Thursday, May 27, 2010

romancing conceptuality

Monday, 5.24 — 9:30 pm

Recently, I had a short romance with Edward Slingerland’s desire to shape a new sense of “consilience.”

His detailed sense of that is more or less the introduction to an upcoming book he has co-edited, Creating Consilience, in light of an interesting conference on integrating science and humanities (which he coordinated in 2008) and his 2008 book on the topic.

My enthusiasm is for a philosophical venture, but he seems to tend toward a scientistic sense of consilience. So, my email to him was enthusiastic, but implicitly skeptical. In part, I wrote:
[The new sense of consilience you’re advocating] calls for capabilities of discursive imagination that seem beyond us (like Lee Smolin surmising near the end of The Trouble with Physics that we may not have evolved enough to do the math required). In any case, such potential belongs to our humanity in a way that no reductionism can ever hope to capture (no matter how non-eliminativist), because the very idea of so much consilience2 (lateral-to-vertical evo-devo cultural post-postmodernity) is a humanistic notion (actually: philosophical) that would appropriate science to itself. It is a humanistic mind that conceives and proffers the notion of consilience2 (or, to my mind, proffers a deep interdisciplinarity of philosophical interest. 

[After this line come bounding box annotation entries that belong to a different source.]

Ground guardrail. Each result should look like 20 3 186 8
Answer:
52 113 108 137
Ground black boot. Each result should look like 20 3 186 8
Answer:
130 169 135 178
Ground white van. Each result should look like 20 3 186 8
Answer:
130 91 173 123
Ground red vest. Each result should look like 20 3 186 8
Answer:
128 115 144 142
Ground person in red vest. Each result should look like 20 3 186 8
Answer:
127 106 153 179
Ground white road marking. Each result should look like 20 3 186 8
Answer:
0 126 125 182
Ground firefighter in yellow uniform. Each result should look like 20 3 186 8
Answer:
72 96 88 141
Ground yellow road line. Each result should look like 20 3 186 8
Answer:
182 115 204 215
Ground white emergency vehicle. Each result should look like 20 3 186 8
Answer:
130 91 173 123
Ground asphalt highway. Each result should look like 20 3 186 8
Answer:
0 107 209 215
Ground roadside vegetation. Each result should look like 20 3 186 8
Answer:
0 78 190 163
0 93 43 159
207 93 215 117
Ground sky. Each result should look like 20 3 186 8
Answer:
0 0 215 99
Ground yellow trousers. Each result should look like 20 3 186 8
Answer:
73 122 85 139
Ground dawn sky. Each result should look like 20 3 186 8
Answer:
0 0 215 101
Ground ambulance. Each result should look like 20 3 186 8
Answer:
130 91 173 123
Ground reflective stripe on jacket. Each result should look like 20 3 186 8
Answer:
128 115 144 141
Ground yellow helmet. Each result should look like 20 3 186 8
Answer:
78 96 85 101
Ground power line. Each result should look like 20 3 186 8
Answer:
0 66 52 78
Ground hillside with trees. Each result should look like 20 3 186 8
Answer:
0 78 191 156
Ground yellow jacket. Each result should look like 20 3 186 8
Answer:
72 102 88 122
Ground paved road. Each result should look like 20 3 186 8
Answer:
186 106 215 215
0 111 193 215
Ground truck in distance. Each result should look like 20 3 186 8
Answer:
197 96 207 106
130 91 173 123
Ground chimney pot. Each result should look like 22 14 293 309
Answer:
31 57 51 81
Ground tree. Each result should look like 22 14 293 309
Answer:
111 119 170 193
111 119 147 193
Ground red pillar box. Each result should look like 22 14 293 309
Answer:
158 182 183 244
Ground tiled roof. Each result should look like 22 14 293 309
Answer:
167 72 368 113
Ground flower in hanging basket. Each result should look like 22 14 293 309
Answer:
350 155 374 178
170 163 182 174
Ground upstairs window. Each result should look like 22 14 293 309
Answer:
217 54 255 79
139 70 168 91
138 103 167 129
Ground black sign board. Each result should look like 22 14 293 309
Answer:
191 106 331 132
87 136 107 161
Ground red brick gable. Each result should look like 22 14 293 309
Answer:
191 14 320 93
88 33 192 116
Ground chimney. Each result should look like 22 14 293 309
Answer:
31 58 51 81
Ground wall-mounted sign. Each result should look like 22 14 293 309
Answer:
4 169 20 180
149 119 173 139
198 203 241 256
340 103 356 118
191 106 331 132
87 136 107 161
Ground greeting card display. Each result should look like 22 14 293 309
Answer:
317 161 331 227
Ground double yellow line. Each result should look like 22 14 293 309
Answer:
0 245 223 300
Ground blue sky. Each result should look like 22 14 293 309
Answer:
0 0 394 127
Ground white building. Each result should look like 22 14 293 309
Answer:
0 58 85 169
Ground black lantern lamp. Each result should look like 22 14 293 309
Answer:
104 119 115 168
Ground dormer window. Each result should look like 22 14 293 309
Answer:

So, I hope that your Creating Consilience [book] closes with a philosophical endeavor of integrative discursivity, so to speak. What fun that would be! Indeed, the heart of the consilience2 project—the conceptuality of its interdisciplinarity (lateral as much as vertical)—is especially philosophical.
I talk so much about conceptual prospecting because I’m drawn to an activist sense of philosophy as conceptual facilitation of progressive flourishing.

Thursday, 5.27 — 12:07 pm

I misrepresented my point above, for the sake of briefly making sense out-of-context, by inserting “[The new sense of consilience you’re advocating] calls for…” in my quote from the email to him. To him, I wrote “It calls for….” ‘It’ referred to one of his footnotes (ftn.10, midway through his PDF discussion), where he indicates a 3-volume set of others’ essays, altogether titled The Innate Mind, as “representative” for his new sense of consilience. But merely the contents of volume 3 might occasion vertigo. Integrating the likes of that with the fullness of “lateral-to-vertical evo-devo cultural post-postmodernity” that he’s anticipating easily seems to call “for capabilities of discursive imagination that seem beyond us.”

The “integrative discursivity” that I’m seeking—way up the road—happens to already include The Innate Mind. So, I identify with what Edward is seeking to comprehend. Indeed, over the past few years, I’ve been drawn to some of the main work that he’s been drawn to. (My email to him referenced some very recent books that should interest him, and he said he’d follow up.)

I lament the discursive task because I’m seeking to do what Edward anticipates, though I didn’t say that to him. (Also, it wasn’t Lee Smolin who lamented our finitude, rather some theoretical physicists arguing in Santa Barbara about the plausibility of The Anthropic Principle, early 2007.) I recognize through Edward’s recent book, key parts of which I’ve read (do check out the table of contents!), that his work can’t be basically helpful to what I’m seeking to do. But it’s good supplementation, and his project excellently exemplifies the interest in integrative discursivity that I’m pursuing. (I may seem arrogant, but it’s said recently that productive obsession isn’t a bad thing, and I’m in love with aspiration, you know.)

“…[T]he very idea of so much consilience2” is a highly discursive one. A constitution of consilience would not have a reality that is scientific, and Edward would surely agree. Only philosophy has traditionally dwelt with the conceptuality that Edward has in mind, and philosophy’s conceptuality is natively interdisciplinary (or interdomainal, I prefer to say). Thus, the contemporary situation of philosophy, relative to its fraternity of specialties, is fundamentally important for any prospect of consilience2. But I find Edward’s sense of philosophical argument misleading (though I didn’t say that to him), while his dependence on philosophical claims is pivotal for his sense of consilience2.

I pursue a sense of “humanistic mind that…proffers a deep interdisciplinarity of philosophical interest” which is essentially conceptual in its humanity and possibly progressive only relative to discursive comprehensions (cf. “integrative discourse,” § 6.14 onward).